Enquanto o vento frio soprava;

Três ou quatro sons aos meus ouvidos;

Lá fora todos dormiam quietos e;

Eu aqui riscando as linhas desta madrugada;

Que só o tempo poderá dizê-la minha ou não;

Que só o tempo poderá dizer se há ainda mais amor.

 

Debruçado sobre as letras que se juntam;

Esparramo meu desejo em versos laicos;

Que reversos refletidos, tua face;

Vejo e requeiro vê-la mais, aqui comigo.

Então, como bom imperfeito que sou;

Atino que haverá melhor deleite:

Mesmo que a chuva lave a minha pele,

Ou leve rio abaixo meu poema;

Minha inspiração irá comigo eternidade afora.
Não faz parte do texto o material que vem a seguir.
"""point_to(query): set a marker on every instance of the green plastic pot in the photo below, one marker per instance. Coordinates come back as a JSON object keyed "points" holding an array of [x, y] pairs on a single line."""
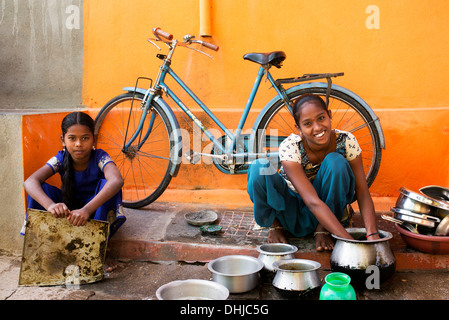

Você está comigo, eterno, aqui, agora.

 

São duas da manhã ou três pra's quatro;

Mas quem nota as horas ou a chuva?

O vento frio da noite ou silêncio dos anjos?

Todas as coisas que hoje se apresentam,

São belezas prontas que nascem da minha loucura;

Mas que jamais se perdem no seu carinho;

 

E enquanto a noite segue e vai embora,

Eu vou tentar ninar meu ego e te esperar;

Ser completamente meu devaneio mais real.